5 Ways to Pay Off Your Mortgage Early
Originally Published on Bankrate.com on October 18, 2022
Written by Ruben Caginalp, Edited by Suzanne De Vita, Reviewed by Kenneth Chavis IV
5 Ways to Pay Off Your Mortgage Early
Some homeowners are eager to get out of their mortgage early, with reasons ranging from eliminating the psychological pressure of debt to slashing interest payments. For retirees, paying off a home loan early can help increase cash flow. This is especially beneficial when transitioning to a fixed income.
Whatever your motivation, paying down your mortgage ahead of time reduces the amount of interest you pay on the loan. This can be a substantial savings. Here are some early payoff strategies to help you achieve that goal.
1. Make extra payments
There are two ways you can make extra mortgage payments to accelerate the payoff process:
Biweekly mortgage payments
The first way is to split your monthly mortgage payment in half and make biweekly payments instead. By doing this, you’ll end up making the equivalent of 13 months of mortgage payments in one year, instead of 12, and saving a bundle in interest. This tactic might be easy for some homeowners because it’s barely noticeable in the monthly budget.
Consult with your lender or servicer first to confirm whether it accepts biweekly payments (most do). If not, it’s up to you to set aside those biweekly payments and lump them into a single payment each month. The benefit of the extra annual payment is still there, but without the convenience of the lender allowing you to schedule payments every two weeks.
Extra monthly payment
The second approach is to pay extra against the principal each month or make an extra principal-only payment annually. It can also save you tens of thousands of dollars in interest over the life of the loan.
Let’s say your 30-year mortgage is for $250,000 and your interest rate is 4 percent. If you make an additional $100 monthly payment to the principal balance of your loan, you’ll shave off four years and $27,957 in cumulative interest payments from your mortgage.
This can be a better tactic than refinancing, as it doesn’t lock you into a payment. If for some reason you can’t add more to your monthly mortgage payment, you won’t be penalized.
If you go this route, make sure to check with your lender that the payments will be applied in the correct way to reduce the principal, not prepay the interest. You’ll also want to make sure the lender understands the extra payment is not for the next month’s mortgage payment.

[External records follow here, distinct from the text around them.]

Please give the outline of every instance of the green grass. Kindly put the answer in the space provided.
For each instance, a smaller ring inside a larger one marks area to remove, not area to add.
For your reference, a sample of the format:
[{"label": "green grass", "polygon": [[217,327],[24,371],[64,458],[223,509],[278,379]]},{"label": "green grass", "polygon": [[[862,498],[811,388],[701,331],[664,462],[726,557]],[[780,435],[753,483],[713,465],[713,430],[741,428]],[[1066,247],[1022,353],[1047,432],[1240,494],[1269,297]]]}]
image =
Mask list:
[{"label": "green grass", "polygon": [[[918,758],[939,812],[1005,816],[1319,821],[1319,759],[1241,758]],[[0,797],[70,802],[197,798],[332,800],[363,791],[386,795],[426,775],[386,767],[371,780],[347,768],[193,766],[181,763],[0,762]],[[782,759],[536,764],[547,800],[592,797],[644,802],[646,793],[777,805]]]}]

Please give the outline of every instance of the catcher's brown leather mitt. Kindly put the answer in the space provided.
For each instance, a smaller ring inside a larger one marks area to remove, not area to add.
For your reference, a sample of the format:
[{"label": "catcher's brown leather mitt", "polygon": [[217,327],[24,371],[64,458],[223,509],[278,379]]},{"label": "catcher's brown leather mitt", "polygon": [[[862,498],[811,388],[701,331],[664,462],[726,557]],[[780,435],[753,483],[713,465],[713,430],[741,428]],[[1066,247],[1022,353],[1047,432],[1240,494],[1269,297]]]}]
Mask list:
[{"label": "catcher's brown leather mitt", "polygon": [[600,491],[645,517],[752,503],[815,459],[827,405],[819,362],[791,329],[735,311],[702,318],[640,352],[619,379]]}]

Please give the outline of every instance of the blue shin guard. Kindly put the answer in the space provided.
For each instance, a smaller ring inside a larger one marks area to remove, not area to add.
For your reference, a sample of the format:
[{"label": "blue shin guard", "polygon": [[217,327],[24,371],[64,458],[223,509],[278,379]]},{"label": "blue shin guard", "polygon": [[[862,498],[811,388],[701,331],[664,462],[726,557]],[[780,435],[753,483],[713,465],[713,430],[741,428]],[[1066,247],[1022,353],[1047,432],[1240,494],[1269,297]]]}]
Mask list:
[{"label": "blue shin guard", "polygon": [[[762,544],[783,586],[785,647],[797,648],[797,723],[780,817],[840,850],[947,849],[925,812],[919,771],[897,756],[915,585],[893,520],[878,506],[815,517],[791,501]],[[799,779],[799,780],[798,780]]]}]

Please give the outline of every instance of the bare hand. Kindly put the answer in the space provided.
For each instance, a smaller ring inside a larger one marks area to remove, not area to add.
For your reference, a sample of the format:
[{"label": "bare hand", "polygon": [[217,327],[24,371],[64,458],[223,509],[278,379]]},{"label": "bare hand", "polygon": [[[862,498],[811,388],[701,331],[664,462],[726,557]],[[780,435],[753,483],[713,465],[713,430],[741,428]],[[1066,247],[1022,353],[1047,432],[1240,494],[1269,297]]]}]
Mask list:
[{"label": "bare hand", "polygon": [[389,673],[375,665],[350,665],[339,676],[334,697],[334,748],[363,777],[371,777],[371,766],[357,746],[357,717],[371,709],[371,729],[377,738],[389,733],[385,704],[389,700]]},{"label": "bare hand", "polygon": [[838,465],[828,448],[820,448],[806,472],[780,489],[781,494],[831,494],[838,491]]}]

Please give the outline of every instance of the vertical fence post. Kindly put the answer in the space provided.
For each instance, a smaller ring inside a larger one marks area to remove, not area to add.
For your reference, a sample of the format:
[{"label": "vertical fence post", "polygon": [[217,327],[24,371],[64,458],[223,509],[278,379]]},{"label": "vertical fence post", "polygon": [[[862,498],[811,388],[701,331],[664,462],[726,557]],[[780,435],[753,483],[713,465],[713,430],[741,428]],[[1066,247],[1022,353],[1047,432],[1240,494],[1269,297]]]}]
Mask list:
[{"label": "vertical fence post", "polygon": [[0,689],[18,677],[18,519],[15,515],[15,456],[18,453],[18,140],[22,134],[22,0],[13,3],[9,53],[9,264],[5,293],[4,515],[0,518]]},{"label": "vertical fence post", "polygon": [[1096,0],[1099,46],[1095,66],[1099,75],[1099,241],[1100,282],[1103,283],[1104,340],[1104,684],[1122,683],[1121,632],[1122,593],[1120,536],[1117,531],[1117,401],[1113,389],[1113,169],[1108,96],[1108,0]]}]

2. Refinance your mortgage
Refinancing your mortgage to pay it off early only makes sense if you can get a lower interest rate or shorten the loan term. Be mindful that there are costs associated with refinancing, so you’ll want to make sure the savings outweigh those costs.
Refinancing into a shorter-term loan, such as switching from a 30-year mortgage to a 15-year mortgage, can also help bring down your interest rate while putting you on the path to an early payoff. However, with a shorter term, your monthly payment will be higher, which could stretch your budget too thin. You can use Bankrate’s calculator to compare payments and total interest between 30-year and 15-year terms.
3. Make lump-sum payments toward your principal
You might also want to make lump-sum payments to your principal any time you get a financial windfall or unexpected influx of cash. This could be a bonus at work, tax refund, inheritance or funds earned from the sale of valuables.
With some mortgage servicers, you must specify that excess payments are to be put toward the principal. Check with your servicer if you are unsure how lump-sum payments will be applied.
4. Recast your mortgage
Mortgage recasting is different from refinancing because you keep your existing loan, pay a lump sum toward the principal and your lender then adjusts your amortization schedule to reflect the new balance. This will result in a lower monthly payment, but your loan term and interest rate will stay the same.
One major benefit to recasting is that the fees are significantly lower than refinancing. Usually, mortgage recasting fees are between $200 and $300 (contact your lender to request the service and confirm the costs). Plus, if you have a low-interest rate, you get to keep it. On the flip side, if you have a high-interest rate, refinancing might be a better option.
Note: FHA and VA loans can’t be recast.
5. Get a loan modification
If your mortgage payments are unaffordable but you want to get back on track and potentially pay the loan off early, consider a home loan modification. Generally reserved for borrowers experiencing financial hardship, a loan modification entails the lender adjusting the interest rate or loan term to help bring the loan current.
With this option, you could save on interest and pay the loan off faster. There could be consequences for your credit, however, depending on how your lender or servicer reports it to the credit agencies, so be sure to discuss this with your lender upfront.